Huta nampak terkejut saat mendengar penjelasan terakhirku.
"Kamu tahu Kakak dan kalian berlainan iman. Mungkin untuk urusan duniawi kita memang satu visi, tapi untuk urusan iman? Kita berbeda. Itu yang sebenarnya membuat Kakak memilih mundur," kataku lagi.
"Kenapa baru sekarang Kakak bilang begini? Dan, kenapa dulu Kakak sepakat untuk berpacaran dengan Abang? Padahal, kalian berdua juga sama-sama tahu kalau kita beda agama!" ketus Huta merespons.
Aku kelagepan. Seingatku, aku dan Julian menyepakati sebuah ikatan tanpa "tapi" dan "karena". Kami mengedepankan naif dan mengabaikan kenyataan bahwa kami akan sulit menjadi "kita".Â
Kami sama-sama menghanyutkan diri dalam arus ketidakmungkinan.
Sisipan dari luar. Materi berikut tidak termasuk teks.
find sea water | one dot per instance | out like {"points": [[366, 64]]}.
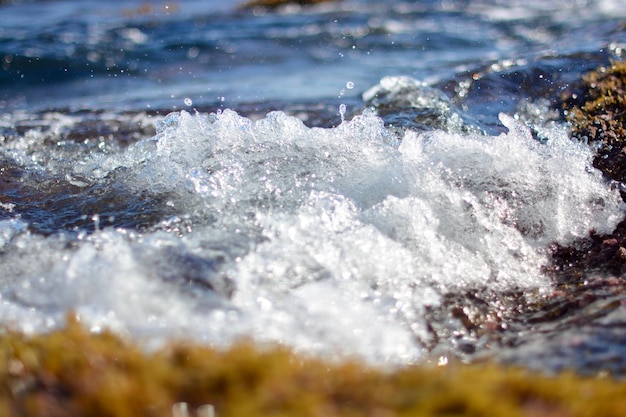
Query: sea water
{"points": [[320, 178]]}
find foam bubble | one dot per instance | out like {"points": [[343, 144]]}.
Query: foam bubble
{"points": [[323, 239]]}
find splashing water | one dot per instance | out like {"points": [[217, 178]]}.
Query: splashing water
{"points": [[326, 240]]}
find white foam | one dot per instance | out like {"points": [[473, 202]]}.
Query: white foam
{"points": [[334, 239]]}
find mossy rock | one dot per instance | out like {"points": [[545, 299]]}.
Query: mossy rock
{"points": [[71, 372], [596, 109]]}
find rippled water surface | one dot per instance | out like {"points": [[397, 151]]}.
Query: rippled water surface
{"points": [[383, 179]]}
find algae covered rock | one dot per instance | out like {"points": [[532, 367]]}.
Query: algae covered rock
{"points": [[596, 108]]}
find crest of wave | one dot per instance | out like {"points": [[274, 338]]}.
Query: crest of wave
{"points": [[334, 239]]}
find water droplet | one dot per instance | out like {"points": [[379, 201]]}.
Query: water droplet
{"points": [[342, 111]]}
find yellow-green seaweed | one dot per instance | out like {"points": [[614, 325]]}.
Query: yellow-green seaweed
{"points": [[596, 109], [71, 372]]}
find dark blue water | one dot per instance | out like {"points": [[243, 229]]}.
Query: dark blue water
{"points": [[391, 224]]}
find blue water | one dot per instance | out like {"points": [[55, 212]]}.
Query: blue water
{"points": [[418, 167]]}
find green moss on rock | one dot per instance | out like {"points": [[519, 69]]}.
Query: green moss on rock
{"points": [[596, 108], [71, 372]]}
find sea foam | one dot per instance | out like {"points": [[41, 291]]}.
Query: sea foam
{"points": [[326, 240]]}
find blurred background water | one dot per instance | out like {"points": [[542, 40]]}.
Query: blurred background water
{"points": [[107, 203]]}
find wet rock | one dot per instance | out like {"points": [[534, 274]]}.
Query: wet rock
{"points": [[596, 108]]}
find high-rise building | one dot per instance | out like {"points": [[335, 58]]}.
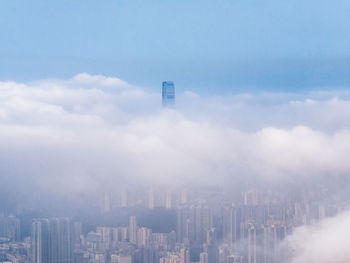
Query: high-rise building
{"points": [[10, 228], [52, 240], [133, 230], [168, 94]]}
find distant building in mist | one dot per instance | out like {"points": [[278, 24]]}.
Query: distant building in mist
{"points": [[52, 240], [168, 94]]}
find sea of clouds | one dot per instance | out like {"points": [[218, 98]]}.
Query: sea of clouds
{"points": [[72, 136]]}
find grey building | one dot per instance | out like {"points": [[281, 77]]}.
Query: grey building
{"points": [[168, 94]]}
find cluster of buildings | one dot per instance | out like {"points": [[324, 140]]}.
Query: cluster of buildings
{"points": [[210, 228]]}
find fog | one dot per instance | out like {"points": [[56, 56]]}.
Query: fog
{"points": [[68, 138]]}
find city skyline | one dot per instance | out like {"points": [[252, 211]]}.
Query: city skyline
{"points": [[152, 131]]}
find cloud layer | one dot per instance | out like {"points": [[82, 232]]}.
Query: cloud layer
{"points": [[80, 133], [67, 137]]}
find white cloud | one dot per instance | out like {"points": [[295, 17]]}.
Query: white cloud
{"points": [[327, 241], [99, 80], [55, 128]]}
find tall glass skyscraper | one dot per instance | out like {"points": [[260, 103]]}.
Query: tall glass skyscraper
{"points": [[168, 94]]}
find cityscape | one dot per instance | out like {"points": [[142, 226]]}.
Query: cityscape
{"points": [[211, 226], [186, 131]]}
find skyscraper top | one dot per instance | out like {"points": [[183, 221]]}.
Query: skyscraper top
{"points": [[168, 94]]}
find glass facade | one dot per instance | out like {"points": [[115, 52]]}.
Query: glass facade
{"points": [[168, 94]]}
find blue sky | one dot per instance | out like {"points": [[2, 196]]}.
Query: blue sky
{"points": [[206, 46]]}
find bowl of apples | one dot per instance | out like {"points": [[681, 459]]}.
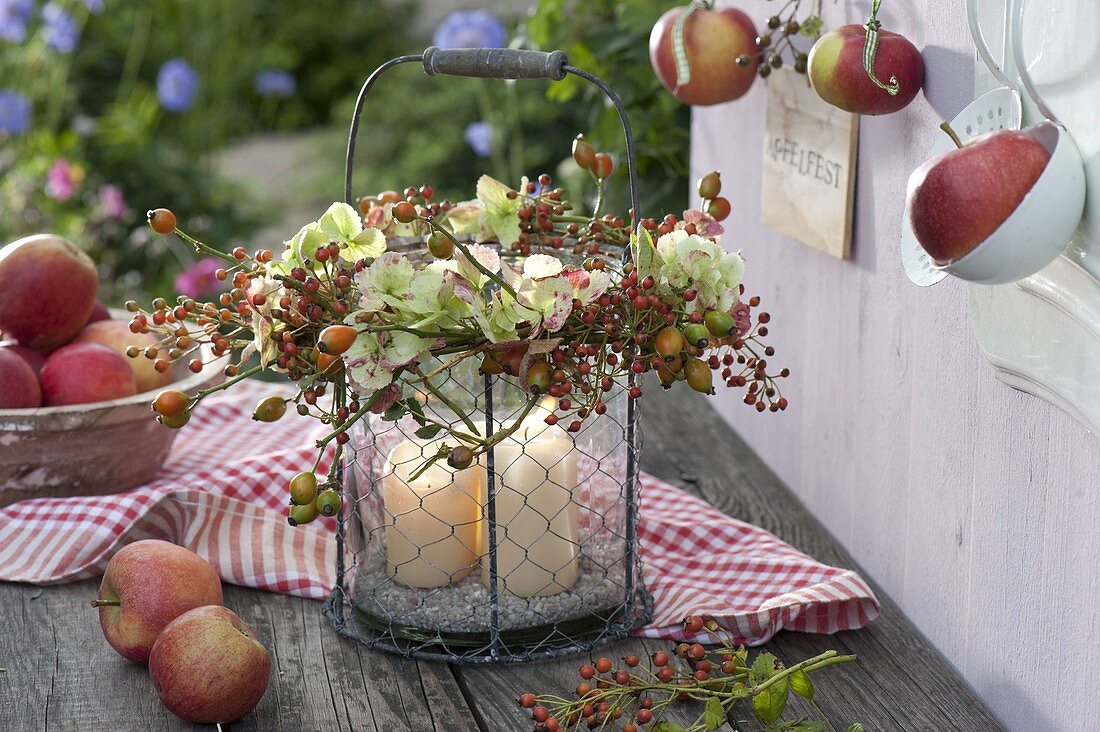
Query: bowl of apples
{"points": [[75, 415]]}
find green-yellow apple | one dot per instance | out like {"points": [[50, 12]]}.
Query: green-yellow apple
{"points": [[83, 373], [957, 199], [837, 74], [713, 41], [19, 386], [208, 667], [146, 586], [118, 337], [47, 290]]}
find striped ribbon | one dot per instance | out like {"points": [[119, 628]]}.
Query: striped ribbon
{"points": [[871, 47]]}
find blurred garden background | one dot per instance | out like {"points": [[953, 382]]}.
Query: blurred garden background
{"points": [[234, 116]]}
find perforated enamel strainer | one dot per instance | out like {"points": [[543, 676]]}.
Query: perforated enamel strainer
{"points": [[993, 110]]}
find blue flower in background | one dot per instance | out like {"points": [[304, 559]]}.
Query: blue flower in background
{"points": [[13, 17], [176, 85], [58, 29], [274, 83], [471, 29], [14, 112], [480, 138]]}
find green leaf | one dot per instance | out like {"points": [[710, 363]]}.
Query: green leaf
{"points": [[395, 412], [369, 243], [762, 669], [714, 714], [305, 244], [341, 222], [644, 252], [769, 705], [416, 410], [812, 26], [801, 685], [667, 727]]}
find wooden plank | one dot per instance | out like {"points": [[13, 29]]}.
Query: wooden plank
{"points": [[903, 670], [62, 675]]}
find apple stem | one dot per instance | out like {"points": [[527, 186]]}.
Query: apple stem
{"points": [[946, 127]]}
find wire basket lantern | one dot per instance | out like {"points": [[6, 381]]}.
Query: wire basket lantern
{"points": [[530, 552]]}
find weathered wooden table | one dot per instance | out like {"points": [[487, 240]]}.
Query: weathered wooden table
{"points": [[61, 674]]}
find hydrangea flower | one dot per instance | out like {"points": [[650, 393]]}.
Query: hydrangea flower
{"points": [[471, 29], [14, 112], [386, 282], [480, 138], [690, 260], [62, 179], [274, 83], [264, 327], [499, 214], [58, 29], [13, 17], [373, 358], [198, 280], [176, 85]]}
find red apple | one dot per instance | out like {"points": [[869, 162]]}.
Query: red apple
{"points": [[48, 290], [837, 74], [33, 359], [207, 667], [19, 386], [713, 41], [99, 312], [83, 373], [118, 337], [146, 586], [957, 199]]}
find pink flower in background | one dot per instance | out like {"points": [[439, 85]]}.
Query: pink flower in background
{"points": [[741, 318], [198, 279], [112, 201], [61, 183]]}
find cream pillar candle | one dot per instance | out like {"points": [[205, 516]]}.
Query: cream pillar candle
{"points": [[431, 521], [537, 523]]}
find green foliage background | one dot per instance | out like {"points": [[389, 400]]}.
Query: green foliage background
{"points": [[98, 109]]}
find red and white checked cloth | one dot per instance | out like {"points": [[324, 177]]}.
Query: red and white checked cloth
{"points": [[222, 493]]}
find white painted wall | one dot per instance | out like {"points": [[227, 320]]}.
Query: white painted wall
{"points": [[975, 506]]}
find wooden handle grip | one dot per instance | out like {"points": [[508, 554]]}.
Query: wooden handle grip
{"points": [[495, 63]]}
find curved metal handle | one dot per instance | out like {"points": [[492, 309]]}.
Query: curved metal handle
{"points": [[979, 42], [497, 64], [1016, 23]]}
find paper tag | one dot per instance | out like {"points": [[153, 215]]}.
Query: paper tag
{"points": [[809, 165]]}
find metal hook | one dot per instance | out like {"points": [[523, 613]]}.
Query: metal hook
{"points": [[1016, 23], [979, 42]]}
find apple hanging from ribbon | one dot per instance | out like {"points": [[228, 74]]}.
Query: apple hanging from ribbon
{"points": [[847, 66], [692, 50]]}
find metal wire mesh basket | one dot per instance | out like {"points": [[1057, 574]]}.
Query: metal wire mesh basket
{"points": [[530, 552]]}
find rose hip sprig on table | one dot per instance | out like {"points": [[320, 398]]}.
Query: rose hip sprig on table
{"points": [[637, 695], [361, 328]]}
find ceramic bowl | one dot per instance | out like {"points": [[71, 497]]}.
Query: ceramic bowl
{"points": [[1041, 227], [89, 449]]}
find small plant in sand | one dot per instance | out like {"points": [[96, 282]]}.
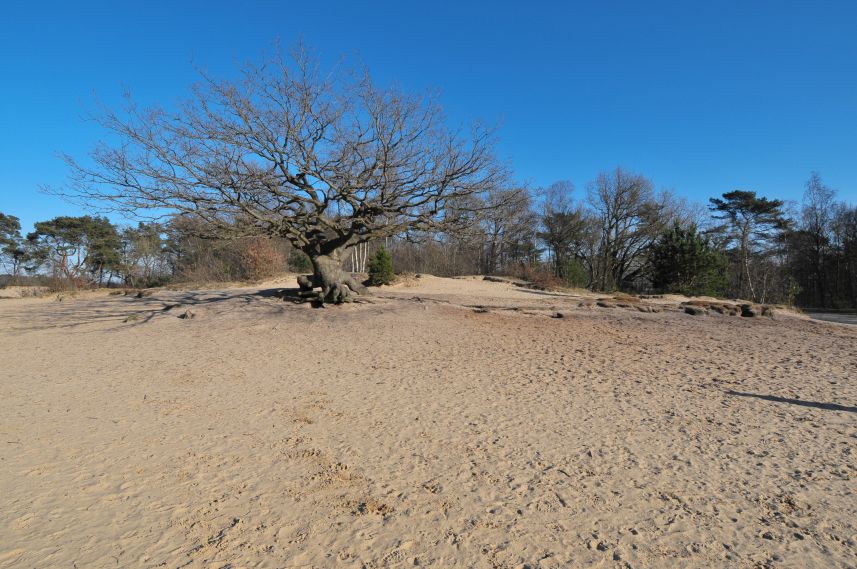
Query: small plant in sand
{"points": [[381, 268]]}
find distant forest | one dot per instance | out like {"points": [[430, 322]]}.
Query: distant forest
{"points": [[617, 234]]}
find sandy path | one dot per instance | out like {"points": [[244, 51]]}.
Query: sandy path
{"points": [[259, 434]]}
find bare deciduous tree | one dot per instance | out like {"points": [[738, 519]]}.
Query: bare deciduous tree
{"points": [[631, 216], [286, 151]]}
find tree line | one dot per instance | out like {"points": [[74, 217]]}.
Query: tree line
{"points": [[619, 234], [290, 166]]}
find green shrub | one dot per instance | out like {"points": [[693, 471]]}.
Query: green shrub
{"points": [[381, 268]]}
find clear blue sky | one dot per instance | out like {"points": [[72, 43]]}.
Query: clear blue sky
{"points": [[703, 97]]}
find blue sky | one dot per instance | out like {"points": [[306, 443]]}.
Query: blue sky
{"points": [[702, 97]]}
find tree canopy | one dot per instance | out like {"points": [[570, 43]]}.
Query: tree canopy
{"points": [[287, 150]]}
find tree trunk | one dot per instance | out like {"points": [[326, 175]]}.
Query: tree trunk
{"points": [[336, 285]]}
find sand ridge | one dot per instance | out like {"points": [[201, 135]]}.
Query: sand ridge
{"points": [[467, 427]]}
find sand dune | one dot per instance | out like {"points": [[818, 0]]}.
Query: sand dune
{"points": [[450, 422]]}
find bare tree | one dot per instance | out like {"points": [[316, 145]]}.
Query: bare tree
{"points": [[630, 217], [817, 221], [504, 221], [286, 151]]}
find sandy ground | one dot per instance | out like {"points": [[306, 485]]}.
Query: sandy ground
{"points": [[419, 429]]}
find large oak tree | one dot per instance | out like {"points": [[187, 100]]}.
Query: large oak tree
{"points": [[286, 150]]}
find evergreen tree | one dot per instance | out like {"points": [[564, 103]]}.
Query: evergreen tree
{"points": [[683, 261], [381, 268]]}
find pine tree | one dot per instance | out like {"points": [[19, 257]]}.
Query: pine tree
{"points": [[381, 268], [683, 261]]}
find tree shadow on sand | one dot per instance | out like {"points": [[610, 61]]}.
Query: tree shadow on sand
{"points": [[801, 402], [133, 311]]}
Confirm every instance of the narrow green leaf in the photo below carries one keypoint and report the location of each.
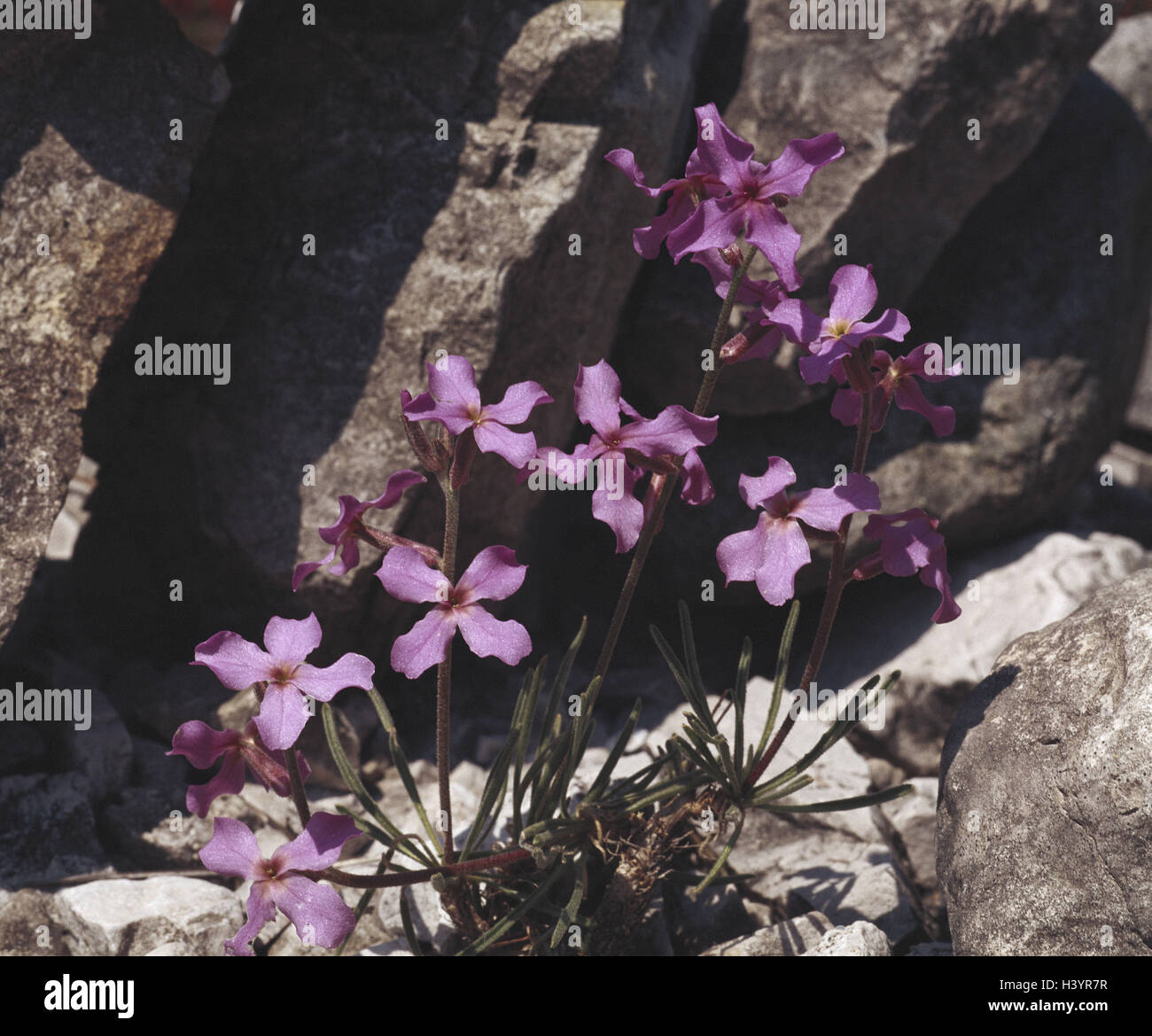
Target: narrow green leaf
(837, 805)
(778, 683)
(494, 933)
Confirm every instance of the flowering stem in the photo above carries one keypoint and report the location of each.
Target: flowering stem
(837, 583)
(656, 518)
(444, 674)
(298, 786)
(414, 877)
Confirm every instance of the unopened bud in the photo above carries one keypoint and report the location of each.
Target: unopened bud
(462, 460)
(416, 438)
(732, 255)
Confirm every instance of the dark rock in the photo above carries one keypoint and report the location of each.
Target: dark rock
(90, 184)
(910, 175)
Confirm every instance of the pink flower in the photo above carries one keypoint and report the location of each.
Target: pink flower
(909, 543)
(687, 192)
(894, 382)
(342, 536)
(494, 575)
(653, 444)
(318, 913)
(853, 294)
(202, 745)
(284, 710)
(757, 194)
(455, 402)
(774, 549)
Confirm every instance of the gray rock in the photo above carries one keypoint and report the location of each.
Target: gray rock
(1003, 591)
(837, 863)
(150, 830)
(788, 939)
(930, 950)
(104, 752)
(90, 186)
(46, 829)
(158, 699)
(131, 919)
(27, 927)
(1125, 65)
(1043, 837)
(857, 939)
(1020, 449)
(430, 242)
(910, 175)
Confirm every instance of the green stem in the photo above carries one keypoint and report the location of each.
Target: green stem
(298, 787)
(414, 877)
(444, 674)
(656, 518)
(837, 583)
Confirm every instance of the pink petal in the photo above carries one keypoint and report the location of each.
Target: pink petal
(697, 488)
(283, 716)
(425, 644)
(741, 556)
(518, 402)
(778, 238)
(891, 324)
(801, 324)
(318, 845)
(453, 415)
(623, 515)
(801, 158)
(715, 223)
(200, 744)
(407, 576)
(261, 910)
(626, 161)
(673, 432)
(317, 912)
(292, 640)
(485, 635)
(494, 575)
(828, 509)
(909, 396)
(784, 555)
(773, 482)
(231, 849)
(452, 379)
(229, 782)
(718, 149)
(237, 663)
(852, 292)
(515, 448)
(350, 670)
(597, 395)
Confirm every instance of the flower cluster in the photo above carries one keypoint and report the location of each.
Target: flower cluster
(726, 209)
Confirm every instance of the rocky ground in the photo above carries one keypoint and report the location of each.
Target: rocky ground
(1024, 726)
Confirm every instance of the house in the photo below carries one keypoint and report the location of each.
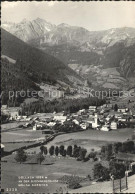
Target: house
(122, 110)
(92, 108)
(83, 126)
(51, 124)
(113, 125)
(2, 149)
(76, 122)
(93, 120)
(60, 117)
(37, 127)
(47, 131)
(105, 128)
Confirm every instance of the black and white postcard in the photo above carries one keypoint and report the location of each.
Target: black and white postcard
(67, 97)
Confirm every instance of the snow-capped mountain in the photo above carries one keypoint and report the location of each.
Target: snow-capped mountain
(27, 30)
(49, 33)
(113, 48)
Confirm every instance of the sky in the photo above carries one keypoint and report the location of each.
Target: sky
(93, 15)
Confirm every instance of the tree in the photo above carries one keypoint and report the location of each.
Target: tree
(117, 169)
(61, 149)
(56, 150)
(42, 149)
(40, 158)
(92, 155)
(101, 172)
(76, 151)
(82, 153)
(51, 150)
(45, 150)
(21, 156)
(64, 153)
(115, 107)
(69, 151)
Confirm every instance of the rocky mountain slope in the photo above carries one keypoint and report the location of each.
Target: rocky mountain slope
(76, 46)
(23, 66)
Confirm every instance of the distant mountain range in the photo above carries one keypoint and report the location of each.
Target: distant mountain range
(82, 50)
(24, 67)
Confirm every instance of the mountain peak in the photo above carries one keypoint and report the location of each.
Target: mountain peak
(24, 21)
(64, 25)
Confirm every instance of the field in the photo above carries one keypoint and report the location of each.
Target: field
(59, 168)
(19, 135)
(91, 139)
(56, 167)
(11, 125)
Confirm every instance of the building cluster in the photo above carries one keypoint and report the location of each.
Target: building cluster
(102, 118)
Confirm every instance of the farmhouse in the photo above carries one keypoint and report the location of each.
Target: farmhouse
(47, 131)
(105, 128)
(2, 149)
(60, 117)
(113, 125)
(122, 110)
(92, 108)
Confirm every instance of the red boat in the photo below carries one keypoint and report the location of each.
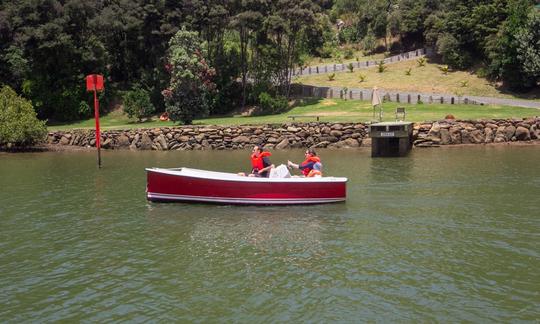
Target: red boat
(185, 184)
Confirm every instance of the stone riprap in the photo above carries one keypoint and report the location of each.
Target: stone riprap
(299, 135)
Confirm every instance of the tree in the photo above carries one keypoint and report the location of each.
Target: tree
(137, 104)
(528, 45)
(19, 125)
(503, 50)
(190, 78)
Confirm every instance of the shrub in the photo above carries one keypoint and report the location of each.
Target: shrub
(452, 53)
(137, 104)
(19, 125)
(349, 53)
(381, 67)
(272, 106)
(344, 92)
(444, 69)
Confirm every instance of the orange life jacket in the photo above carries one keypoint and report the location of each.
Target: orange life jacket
(313, 159)
(257, 160)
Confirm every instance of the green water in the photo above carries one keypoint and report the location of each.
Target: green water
(444, 235)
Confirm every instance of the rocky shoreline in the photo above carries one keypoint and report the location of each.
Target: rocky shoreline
(298, 135)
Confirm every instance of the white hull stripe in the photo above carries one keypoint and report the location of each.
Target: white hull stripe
(262, 201)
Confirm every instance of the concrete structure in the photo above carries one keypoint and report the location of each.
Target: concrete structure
(391, 138)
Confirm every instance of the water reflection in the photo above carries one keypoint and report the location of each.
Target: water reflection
(440, 235)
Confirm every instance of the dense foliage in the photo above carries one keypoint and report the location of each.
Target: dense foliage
(19, 125)
(137, 104)
(48, 46)
(190, 78)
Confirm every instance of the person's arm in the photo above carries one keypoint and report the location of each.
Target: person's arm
(271, 166)
(294, 165)
(266, 161)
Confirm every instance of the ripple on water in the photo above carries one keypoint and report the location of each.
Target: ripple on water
(448, 235)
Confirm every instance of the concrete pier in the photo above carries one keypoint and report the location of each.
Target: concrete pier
(391, 139)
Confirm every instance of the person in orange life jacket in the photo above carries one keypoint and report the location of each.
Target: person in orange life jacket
(260, 162)
(311, 166)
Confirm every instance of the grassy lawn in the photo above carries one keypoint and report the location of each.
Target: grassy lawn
(426, 79)
(330, 110)
(358, 55)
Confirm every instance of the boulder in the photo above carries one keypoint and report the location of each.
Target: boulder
(523, 134)
(350, 142)
(146, 142)
(465, 137)
(435, 130)
(321, 144)
(107, 143)
(64, 140)
(445, 137)
(283, 144)
(476, 136)
(455, 135)
(122, 141)
(535, 132)
(490, 136)
(162, 142)
(366, 142)
(509, 132)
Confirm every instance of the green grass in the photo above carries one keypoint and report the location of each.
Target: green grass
(426, 79)
(330, 110)
(357, 54)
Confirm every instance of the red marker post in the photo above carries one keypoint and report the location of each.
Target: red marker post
(94, 82)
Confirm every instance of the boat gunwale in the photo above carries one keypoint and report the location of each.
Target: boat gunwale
(225, 176)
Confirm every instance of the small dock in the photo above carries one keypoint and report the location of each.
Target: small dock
(391, 139)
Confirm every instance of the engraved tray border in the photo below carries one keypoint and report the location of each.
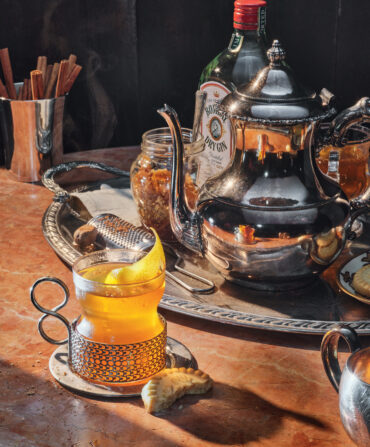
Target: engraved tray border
(69, 254)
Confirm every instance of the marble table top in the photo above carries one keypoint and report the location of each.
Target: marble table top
(270, 389)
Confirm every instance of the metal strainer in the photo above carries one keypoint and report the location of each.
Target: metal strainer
(118, 233)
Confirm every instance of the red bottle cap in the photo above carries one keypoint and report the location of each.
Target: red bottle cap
(246, 13)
Walau ujungnya, kami harus berpisah karena perbedaan tabiat dalam bertindak dan menjadikan perbedaan iman sebagai alibi paling aman saat ditanya alasan berpisah oleh orang terdekat dan kawan-kawan. Sebuah perpisahan yang telah terprediksi sedari awal kami sah sebagai "kita" yang berakhir fana.
"Kenapa, Kak?" tanya Huta makin ketus.
"Karena...." belum sempat aku menjawab, Huta menyela.
"Kalian berdua batu!" katanya yang lantas meninggalkanku sendirian di depan ruang ICU.